Thinking on Our Feet: Lessons Learned from Launching a New Camp
By Rabbi Sarah Shulman with Sophia Landress, Deanna Neil and Marci Greenberg
When our staff and lay leaders set out to start a new Ramah summer camp along the shores of Monterey Bay, we knew that we would learn tremendous lessons along the way about Jewish camping and about our own ecosystem of campers, staff, and marine flora and fauna. As a process-oriented rabbi and educator, I welcomed this unfolding journey of learning and reflection for our inaugural summer at Camp Ramah in Northern California (Ramah Galim).
But what I could not have predicted beforehand was the profound nature of the lessons we would learn about resiliency and creativity in leadership. Our strong staff of 45 counselors and specialists worked long hours and grew tremendously over the summer. Staff members reported that they and their campers grew the most – internally, spiritually, and interpersonally – during the times of greatest challenge and the parade of “firsts.”
As staff members shared stories of lessons learned this summer, I found that their words and experiences manifested the vision of our camp’s Hebrew name, Ramah Galim (Ramah of the Waves), by having the potential for waves of impact and resonance well beyond their individual summer camp experience. Here are some highlights from their stories:
Spending this summer on staff at Ramah Galim tested my perception of achievement. At the beginning of camp, I approached my experience from my previous mindset: perfectionism. Each activity had to be flawless, each task completed with embellishments hours before the deadline. The perfectionism that worked for me in high school became a roadblock when the Jewish values activity I planned for my campers ended up being way too long for the allotted time. Yet seeing the smiles on my camper’s faces as they engaged with the product of last-minute changes countered the stress of making those in-the-moment adjustments.
My fellow staff members further inspired me to bring that think-on-your-feet attitude to my daily life when the day strayed from the schedule in my pocket. I learned to adjust plans as necessary in order to weave together a smooth camp experience for the hanichim (campers). Maintaining a calm and malleable attitude was essential for creating the most exciting, engaging day for the campers, for my colleagues, and for myself. I have grown to accept and embrace improvisation as an essential component of being a leader and making a difference in children’s lives. (Read more)
As we sat on the carpeted stage, I laid out the program to the attentive group of about 20 campers from ages 8-14: “You are going to create something from nothing.” Their eyes widened.

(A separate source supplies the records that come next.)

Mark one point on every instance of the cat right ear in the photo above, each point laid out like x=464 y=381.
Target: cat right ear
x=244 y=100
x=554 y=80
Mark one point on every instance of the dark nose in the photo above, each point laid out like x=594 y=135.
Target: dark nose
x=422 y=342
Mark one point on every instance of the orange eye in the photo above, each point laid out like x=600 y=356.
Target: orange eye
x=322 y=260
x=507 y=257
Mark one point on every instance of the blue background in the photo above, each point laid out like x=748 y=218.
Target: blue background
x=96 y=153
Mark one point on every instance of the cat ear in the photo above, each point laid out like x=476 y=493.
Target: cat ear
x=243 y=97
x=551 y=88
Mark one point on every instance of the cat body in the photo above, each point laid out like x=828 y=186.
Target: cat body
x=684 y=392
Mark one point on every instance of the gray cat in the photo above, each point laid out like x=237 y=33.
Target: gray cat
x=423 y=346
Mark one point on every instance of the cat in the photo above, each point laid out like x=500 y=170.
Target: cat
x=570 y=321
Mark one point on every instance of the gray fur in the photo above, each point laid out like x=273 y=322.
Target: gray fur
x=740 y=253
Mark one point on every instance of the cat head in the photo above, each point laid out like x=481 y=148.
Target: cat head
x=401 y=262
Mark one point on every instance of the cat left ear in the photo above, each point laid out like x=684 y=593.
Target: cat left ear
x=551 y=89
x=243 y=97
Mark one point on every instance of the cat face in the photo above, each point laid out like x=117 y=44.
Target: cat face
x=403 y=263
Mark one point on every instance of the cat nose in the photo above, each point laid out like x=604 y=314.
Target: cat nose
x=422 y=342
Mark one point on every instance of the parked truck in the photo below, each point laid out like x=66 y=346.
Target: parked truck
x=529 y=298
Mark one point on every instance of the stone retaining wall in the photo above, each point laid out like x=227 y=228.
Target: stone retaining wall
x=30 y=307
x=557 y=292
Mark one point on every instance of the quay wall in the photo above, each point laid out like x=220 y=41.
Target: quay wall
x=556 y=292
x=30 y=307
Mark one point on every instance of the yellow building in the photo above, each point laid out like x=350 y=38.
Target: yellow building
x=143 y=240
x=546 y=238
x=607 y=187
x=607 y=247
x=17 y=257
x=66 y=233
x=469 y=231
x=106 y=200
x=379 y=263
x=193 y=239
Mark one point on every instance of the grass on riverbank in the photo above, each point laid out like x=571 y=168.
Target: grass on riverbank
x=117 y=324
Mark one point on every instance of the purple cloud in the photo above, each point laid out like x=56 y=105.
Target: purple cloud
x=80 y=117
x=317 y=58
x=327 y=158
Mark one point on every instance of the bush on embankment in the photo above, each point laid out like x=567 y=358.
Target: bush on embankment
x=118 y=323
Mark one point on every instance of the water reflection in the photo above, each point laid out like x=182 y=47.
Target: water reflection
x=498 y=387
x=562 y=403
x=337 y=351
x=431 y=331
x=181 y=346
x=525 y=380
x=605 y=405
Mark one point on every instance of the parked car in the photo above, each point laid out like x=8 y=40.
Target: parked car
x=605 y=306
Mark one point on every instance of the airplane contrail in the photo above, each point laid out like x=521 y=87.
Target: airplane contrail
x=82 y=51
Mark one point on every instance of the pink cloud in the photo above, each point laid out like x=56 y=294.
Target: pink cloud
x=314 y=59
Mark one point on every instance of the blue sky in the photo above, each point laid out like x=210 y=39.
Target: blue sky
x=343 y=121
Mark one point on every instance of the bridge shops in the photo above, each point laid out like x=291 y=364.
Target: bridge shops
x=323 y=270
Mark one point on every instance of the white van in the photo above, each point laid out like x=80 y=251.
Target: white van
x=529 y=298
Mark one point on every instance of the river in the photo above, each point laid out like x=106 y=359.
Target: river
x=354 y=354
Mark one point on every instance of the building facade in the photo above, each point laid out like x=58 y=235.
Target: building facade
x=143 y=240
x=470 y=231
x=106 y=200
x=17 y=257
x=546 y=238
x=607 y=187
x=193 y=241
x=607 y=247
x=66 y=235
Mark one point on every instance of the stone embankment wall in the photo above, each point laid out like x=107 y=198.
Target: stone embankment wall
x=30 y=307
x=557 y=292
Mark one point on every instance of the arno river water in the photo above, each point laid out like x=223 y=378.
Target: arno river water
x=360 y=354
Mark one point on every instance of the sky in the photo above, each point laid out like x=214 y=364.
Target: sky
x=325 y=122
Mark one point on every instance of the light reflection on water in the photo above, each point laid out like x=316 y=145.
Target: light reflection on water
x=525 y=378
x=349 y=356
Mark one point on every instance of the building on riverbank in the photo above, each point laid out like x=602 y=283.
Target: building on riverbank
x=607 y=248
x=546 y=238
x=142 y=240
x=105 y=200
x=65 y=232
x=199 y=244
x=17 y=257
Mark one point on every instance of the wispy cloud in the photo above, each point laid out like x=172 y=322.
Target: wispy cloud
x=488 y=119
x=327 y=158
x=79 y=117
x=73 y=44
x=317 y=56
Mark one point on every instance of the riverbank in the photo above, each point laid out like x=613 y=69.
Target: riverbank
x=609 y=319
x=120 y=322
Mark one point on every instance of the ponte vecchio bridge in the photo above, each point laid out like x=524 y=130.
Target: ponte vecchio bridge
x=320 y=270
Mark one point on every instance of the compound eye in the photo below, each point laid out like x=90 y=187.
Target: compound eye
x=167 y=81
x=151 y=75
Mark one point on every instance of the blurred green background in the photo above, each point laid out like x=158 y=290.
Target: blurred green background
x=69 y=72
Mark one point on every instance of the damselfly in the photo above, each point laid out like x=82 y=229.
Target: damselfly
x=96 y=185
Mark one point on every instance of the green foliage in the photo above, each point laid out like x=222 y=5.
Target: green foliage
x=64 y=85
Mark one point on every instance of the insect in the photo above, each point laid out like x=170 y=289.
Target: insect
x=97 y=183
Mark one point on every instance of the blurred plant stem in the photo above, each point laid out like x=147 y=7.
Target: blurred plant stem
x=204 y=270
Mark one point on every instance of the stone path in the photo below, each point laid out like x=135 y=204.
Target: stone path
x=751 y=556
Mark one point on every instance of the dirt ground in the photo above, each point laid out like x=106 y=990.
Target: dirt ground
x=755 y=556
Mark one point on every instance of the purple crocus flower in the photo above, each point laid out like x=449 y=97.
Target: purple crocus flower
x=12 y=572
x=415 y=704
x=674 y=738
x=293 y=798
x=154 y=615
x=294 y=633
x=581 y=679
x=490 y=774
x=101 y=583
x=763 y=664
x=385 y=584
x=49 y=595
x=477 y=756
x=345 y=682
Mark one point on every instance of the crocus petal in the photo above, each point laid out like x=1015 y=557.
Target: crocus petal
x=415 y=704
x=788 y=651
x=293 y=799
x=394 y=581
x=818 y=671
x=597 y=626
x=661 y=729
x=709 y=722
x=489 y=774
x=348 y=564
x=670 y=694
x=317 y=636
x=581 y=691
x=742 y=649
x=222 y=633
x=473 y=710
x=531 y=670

Throughout the process of building our performance, I reminded the campers, “At some point you will feel uncomfortable. That’s okay, that is part of the process.” Inevitably when making something, we reach a phase of discomfort – we think it’s terrible and want to throw it out, lack the clarity of seeing where it’s going, fear being in front of our friends, or feel exposed. But this is part of the deal of making something new, and if I could teach anything to the kids this summer, it’s that this phase is natural and important, and the sooner we get comfortable with being uncomfortable, the more things we can create in the world. (Read more)
I am struck by the similarities between camp and a living ecosystem, by how smoothly our ancient Jewish values flowed into modern environmental sensibilities to provide the nourishment for our daily adventures. Success in any ecosystem depends on a few key factors: a stable habitat, a diversity of constituents, and their healthy relationships…
I recall the many days we spotted “our” resident pod of bottlenose dolphins surfing and foraging in the breaks of our beach. Their teensy newborn dolphin first appeared when we did, way back in mid-June, and relied on a loving, involved community to grow and thrive, just as we do. Without the true give and take of mutualism, relationships get out of whack, eventually falling apart. This lesson was fun to teach, easy to see all around us, and readily internalized by the campers. We frequently assessed our actions in terms of, “Are we harming or helping? Is this relationship parasitic or mutualistic?” We took our cue from the many complicated, symbiotic relationships in Monterey Bay and within our weekly Torah portions, and strove for mutualism by being part of the solution, stepping in and helping, and connecting ourselves to each other through give and take. Through this web of mutual support and interconnectedness we were able to surf, learn, kayak, scuba dive, and observe the marine world together in ways we could not possibly have done as individuals; a true ecosystem in action! (Read more)
Lessons from the Summer, Lessons for Life
What Sophia, Deanna, and Marci learned this summer about improvisation, creativity, and interconnection speak well beyond their camp experiences. For as leaders of Jewish institutions, do we not encounter the need to improvise, to be comfortable with the uncomfortable, and to find ways to work symbiotically with our colleagues? Launching a new camp was like creating a living, breathing Jewish laboratory for discovery; we created a safe but wild space for ourselves to grow. What has become clear to me in collecting origin stories like these is that even with all our preparation for the opening of Ramah Galim, it was the magic of creating a social-spiritual landscape for young people to “think on their feet” and to seize and shape meaningful moments together that made for lasting and enlightening experiences.
Rabbi Sarah Shulman is the founding director of Camp Ramah in Northern California.